How It Differs From Routers and Proxies
Subagentmaxxing sits next to a growing family of cost-cutting tools, but it is not the same thing as a router. A router or proxy sits between your editor and the model APIs and silently swaps which model answers a given request. Subagentmaxxing instead exposes explicit subagent commands you invoke on purpose, with worktree isolation and fanout, and it never handles your API keys because it shells out to CLIs you already run. If you prefer a hosted approach, see our coverage of Sakana Fugu, which offers one API to orchestrate top models, and Weave Router, a proxy that cuts coding costs 40 to 70 percent. The three represent different points on the same spectrum: explicit local subagents, a hosted orchestration API, and a transparent routing proxy.
What to Do Next
If you already have Claude, Codex, or Cursor installed and authenticated, subagentmaxxing is a fast thing to try on a throwaway branch. Clone the repository, run the installer, and start with a single subagent run before graduating to fanout. Point it at a well-scoped task first, such as adding tests to one file, so you can judge the executor's quality against your own bar before trusting it with larger work. Keep your flagship Claude session in the loop as the reviewer, and let the cheap models carry the volume.

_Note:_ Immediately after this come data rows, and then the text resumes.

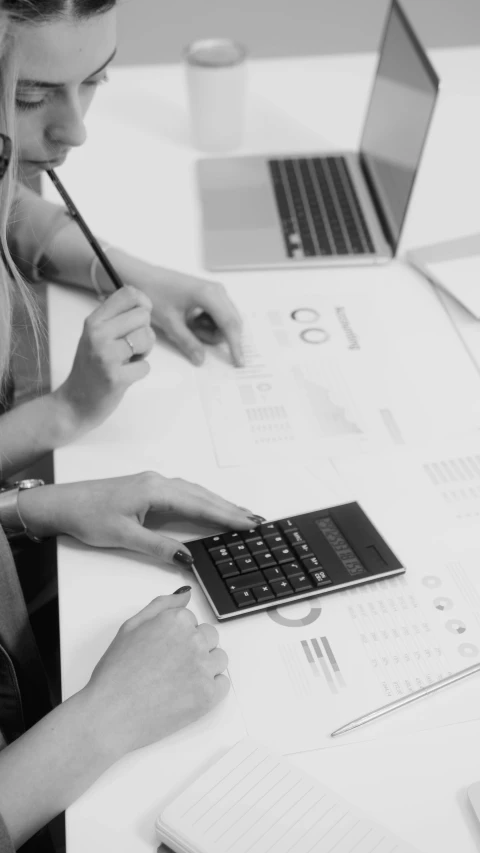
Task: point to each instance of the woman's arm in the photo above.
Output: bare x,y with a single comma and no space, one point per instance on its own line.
45,243
101,373
49,767
161,672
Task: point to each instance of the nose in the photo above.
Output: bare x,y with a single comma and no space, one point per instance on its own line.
66,127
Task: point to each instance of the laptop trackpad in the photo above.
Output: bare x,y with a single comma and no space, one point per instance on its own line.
239,210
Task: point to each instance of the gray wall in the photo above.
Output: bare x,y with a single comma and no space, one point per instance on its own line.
156,30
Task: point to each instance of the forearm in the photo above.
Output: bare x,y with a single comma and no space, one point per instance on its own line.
33,429
49,767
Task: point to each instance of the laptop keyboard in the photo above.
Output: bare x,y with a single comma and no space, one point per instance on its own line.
319,208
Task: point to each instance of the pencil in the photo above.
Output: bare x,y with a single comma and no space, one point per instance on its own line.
92,240
405,700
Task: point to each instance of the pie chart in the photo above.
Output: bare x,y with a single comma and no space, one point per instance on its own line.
431,581
455,626
443,603
468,650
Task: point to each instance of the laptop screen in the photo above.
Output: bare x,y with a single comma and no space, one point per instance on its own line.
398,117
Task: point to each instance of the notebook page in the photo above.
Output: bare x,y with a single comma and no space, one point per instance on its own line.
250,801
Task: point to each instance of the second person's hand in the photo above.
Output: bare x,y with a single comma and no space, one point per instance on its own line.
111,513
161,672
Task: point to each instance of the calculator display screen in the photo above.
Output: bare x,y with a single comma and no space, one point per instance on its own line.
337,541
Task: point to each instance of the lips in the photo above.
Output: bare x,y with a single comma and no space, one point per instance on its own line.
47,164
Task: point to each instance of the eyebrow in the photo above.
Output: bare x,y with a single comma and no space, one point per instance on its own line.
43,84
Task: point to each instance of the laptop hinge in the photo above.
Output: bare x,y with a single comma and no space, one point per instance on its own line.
387,233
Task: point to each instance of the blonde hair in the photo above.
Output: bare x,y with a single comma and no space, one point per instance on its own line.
13,290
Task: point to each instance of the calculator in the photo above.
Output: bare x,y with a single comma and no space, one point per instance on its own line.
283,561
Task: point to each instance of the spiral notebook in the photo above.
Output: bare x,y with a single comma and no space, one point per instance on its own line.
251,801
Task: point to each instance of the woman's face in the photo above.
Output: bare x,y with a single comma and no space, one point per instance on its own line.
60,66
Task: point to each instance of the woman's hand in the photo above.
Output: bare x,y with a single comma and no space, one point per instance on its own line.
189,311
116,338
111,513
161,672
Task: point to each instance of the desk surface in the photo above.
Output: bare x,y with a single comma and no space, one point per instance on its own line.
415,784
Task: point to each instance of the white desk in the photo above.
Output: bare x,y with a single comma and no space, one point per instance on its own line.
134,183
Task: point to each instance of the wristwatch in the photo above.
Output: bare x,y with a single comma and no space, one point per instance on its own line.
10,517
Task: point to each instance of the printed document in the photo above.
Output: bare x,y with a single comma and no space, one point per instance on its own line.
332,373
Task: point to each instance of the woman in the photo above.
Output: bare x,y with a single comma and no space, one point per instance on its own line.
137,693
64,49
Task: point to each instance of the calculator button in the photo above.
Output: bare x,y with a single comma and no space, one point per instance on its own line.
294,537
281,588
244,598
213,542
301,583
274,539
245,581
245,564
287,524
265,529
250,535
238,550
320,578
256,546
227,569
219,554
282,555
291,569
274,574
311,564
263,593
303,550
265,560
231,538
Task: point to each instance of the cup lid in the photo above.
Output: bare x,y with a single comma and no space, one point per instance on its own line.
215,53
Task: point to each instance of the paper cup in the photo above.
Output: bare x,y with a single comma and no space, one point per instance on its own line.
216,82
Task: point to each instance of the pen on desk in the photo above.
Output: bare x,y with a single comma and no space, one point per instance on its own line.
406,700
76,215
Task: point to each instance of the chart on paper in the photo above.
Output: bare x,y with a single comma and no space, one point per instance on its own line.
318,380
302,671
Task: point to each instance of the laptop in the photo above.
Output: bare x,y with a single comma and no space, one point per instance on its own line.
328,209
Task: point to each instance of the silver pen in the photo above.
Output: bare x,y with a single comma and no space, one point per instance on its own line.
405,700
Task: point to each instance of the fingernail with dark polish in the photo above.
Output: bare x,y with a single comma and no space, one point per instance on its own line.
183,558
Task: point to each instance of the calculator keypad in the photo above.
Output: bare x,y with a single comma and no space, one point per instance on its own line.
267,563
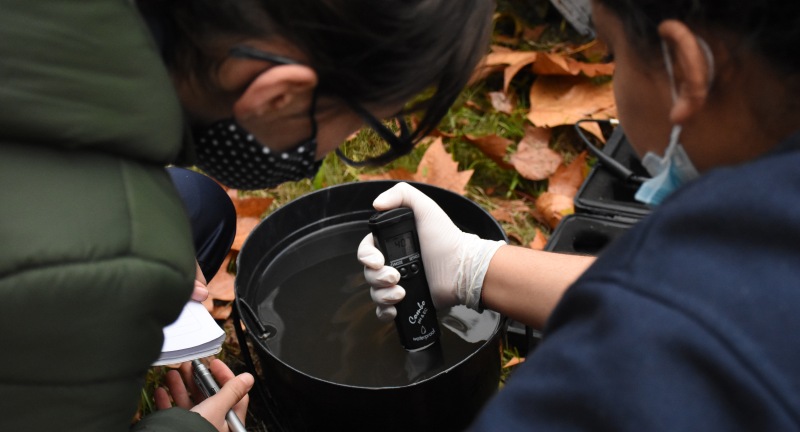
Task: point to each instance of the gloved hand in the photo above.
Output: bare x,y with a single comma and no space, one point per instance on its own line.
455,262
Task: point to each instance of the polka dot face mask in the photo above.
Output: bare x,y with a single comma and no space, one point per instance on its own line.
236,159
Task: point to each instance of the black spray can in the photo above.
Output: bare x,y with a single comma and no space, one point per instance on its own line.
395,235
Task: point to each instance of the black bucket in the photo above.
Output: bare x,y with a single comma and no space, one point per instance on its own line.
345,370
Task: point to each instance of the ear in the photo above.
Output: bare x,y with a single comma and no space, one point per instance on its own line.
692,69
280,91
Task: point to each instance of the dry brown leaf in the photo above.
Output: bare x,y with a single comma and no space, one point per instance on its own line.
493,146
539,241
534,159
568,178
555,64
438,168
559,100
502,102
507,209
514,61
553,207
244,225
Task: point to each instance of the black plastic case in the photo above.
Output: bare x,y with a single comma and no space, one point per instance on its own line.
605,209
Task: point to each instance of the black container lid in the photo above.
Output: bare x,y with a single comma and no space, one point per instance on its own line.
605,194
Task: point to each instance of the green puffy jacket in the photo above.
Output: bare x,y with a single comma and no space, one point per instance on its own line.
95,250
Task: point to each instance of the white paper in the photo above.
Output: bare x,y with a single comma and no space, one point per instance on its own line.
193,335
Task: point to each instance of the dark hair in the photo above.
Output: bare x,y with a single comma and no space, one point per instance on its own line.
371,51
770,28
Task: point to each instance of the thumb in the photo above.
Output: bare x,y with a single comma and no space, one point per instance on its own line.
234,394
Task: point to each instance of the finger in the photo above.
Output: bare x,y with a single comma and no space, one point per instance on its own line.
187,373
223,374
387,296
177,389
399,195
232,395
385,277
162,399
368,254
386,313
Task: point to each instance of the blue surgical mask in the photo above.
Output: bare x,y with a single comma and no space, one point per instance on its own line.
667,173
670,172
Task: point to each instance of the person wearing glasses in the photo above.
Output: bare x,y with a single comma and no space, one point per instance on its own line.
97,97
687,321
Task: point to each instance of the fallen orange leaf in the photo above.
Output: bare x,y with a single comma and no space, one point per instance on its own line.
220,287
534,159
506,210
555,64
553,207
568,178
513,362
559,100
438,168
514,61
249,206
493,146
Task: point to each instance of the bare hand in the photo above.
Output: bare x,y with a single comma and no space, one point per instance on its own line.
185,393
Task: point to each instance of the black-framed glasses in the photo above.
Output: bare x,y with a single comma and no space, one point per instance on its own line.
398,145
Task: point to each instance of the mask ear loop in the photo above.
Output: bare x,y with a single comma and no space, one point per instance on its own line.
676,129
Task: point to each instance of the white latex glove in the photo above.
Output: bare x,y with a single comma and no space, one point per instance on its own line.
455,262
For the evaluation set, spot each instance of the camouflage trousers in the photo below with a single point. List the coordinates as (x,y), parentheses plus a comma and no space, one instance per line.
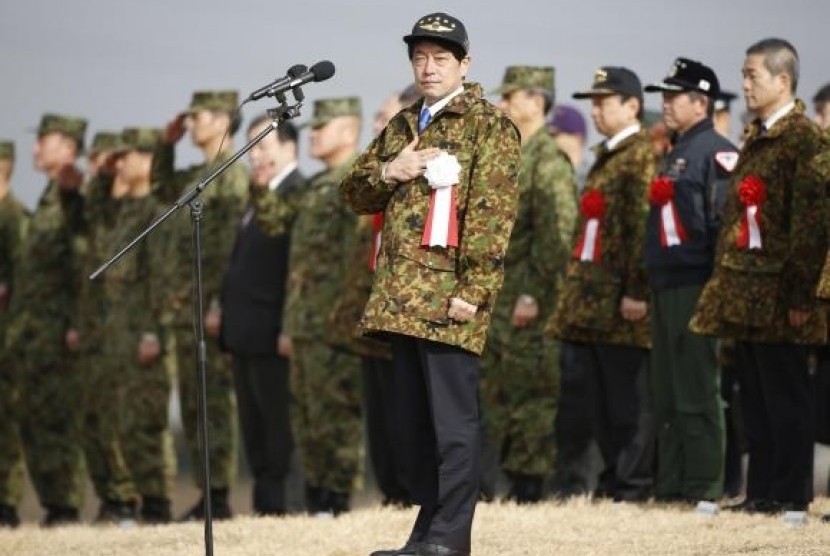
(221,408)
(12,469)
(326,416)
(519,397)
(50,427)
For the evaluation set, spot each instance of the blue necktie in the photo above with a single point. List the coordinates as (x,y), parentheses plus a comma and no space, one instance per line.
(423,119)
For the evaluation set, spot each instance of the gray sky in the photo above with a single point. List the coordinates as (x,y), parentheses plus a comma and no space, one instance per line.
(136,62)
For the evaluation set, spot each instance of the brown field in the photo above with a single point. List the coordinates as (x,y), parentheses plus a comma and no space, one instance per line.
(577,528)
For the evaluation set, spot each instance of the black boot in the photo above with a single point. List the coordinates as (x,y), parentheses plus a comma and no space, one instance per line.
(8,516)
(155,510)
(60,515)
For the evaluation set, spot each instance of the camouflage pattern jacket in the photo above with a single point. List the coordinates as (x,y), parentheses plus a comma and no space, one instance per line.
(47,278)
(413,284)
(752,289)
(224,203)
(588,309)
(540,243)
(322,237)
(14,218)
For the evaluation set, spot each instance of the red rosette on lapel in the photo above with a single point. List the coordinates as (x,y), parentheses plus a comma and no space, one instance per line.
(592,206)
(661,195)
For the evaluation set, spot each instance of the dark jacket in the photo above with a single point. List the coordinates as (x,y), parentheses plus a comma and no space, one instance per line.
(699,164)
(253,290)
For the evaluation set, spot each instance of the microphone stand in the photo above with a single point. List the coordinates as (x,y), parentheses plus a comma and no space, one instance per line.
(283,112)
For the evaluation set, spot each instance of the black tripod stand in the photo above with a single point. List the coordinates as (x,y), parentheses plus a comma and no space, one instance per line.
(283,112)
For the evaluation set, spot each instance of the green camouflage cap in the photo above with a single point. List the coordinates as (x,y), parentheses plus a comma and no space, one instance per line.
(221,101)
(104,141)
(6,150)
(526,77)
(139,139)
(325,110)
(68,125)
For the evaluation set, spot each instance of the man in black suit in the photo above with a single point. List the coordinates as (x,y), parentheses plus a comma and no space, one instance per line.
(252,301)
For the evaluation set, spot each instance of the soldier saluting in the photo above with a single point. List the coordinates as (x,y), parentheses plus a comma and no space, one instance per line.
(444,172)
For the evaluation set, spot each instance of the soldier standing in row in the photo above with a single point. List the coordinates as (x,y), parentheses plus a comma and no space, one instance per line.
(14,218)
(520,365)
(325,378)
(602,314)
(762,292)
(445,174)
(686,202)
(211,119)
(253,297)
(41,335)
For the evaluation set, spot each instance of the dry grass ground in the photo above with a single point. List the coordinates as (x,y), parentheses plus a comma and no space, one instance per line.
(578,528)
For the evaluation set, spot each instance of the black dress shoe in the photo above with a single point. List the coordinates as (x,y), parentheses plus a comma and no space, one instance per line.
(427,549)
(409,549)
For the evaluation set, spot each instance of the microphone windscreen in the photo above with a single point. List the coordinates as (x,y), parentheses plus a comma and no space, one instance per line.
(322,70)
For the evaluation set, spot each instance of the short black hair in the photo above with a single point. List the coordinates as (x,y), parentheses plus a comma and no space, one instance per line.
(780,56)
(286,131)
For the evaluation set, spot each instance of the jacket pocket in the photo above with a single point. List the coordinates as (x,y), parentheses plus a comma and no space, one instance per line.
(590,297)
(755,285)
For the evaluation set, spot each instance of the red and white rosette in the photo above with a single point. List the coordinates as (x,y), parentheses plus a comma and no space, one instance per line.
(592,206)
(377,226)
(441,228)
(752,192)
(661,195)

Frequently Asked Questions
Is subagentmaxxing free to use?
The tool itself is MIT licensed and free. You still pay each backend provider for the tokens you consume, so your actual cost depends on which executor models you route to. The whole design is aimed at making that provider bill smaller.
Do I need all three backends installed?
No. The tool works with any subset of claude, codex, and cursor that you have installed and authenticated. Run subagent doctor to see which backends are available on your machine.
Does it store or proxy my API keys?
No. It shells out to the official CLIs you have already logged into, so it never holds your credentials or resells tokens. That keeps the trust surface small compared with a hosted proxy.
How much can it actually save?
The project reports roughly 15 to 30 times blended savings, with specific examples of about 25 times cheaper when routing an Opus workload to Composer and about 32 times cheaper from Sonnet. These are the maintainer's own benchmarks, so treat them as a starting estimate and measure against your own workload.
What is the fanout command for?
Fanout runs the same prompt across several executor models in parallel so you can compare their diffs and pick the best one, or use agreement between them as a rough quality signal on risky changes.
Is it safe to run against my real repository?
Use the --worktree flag so executors work in an isolated git worktree, and set --sandbox read when you only want analysis. Keep a flagship model as the final reviewer before anything merges.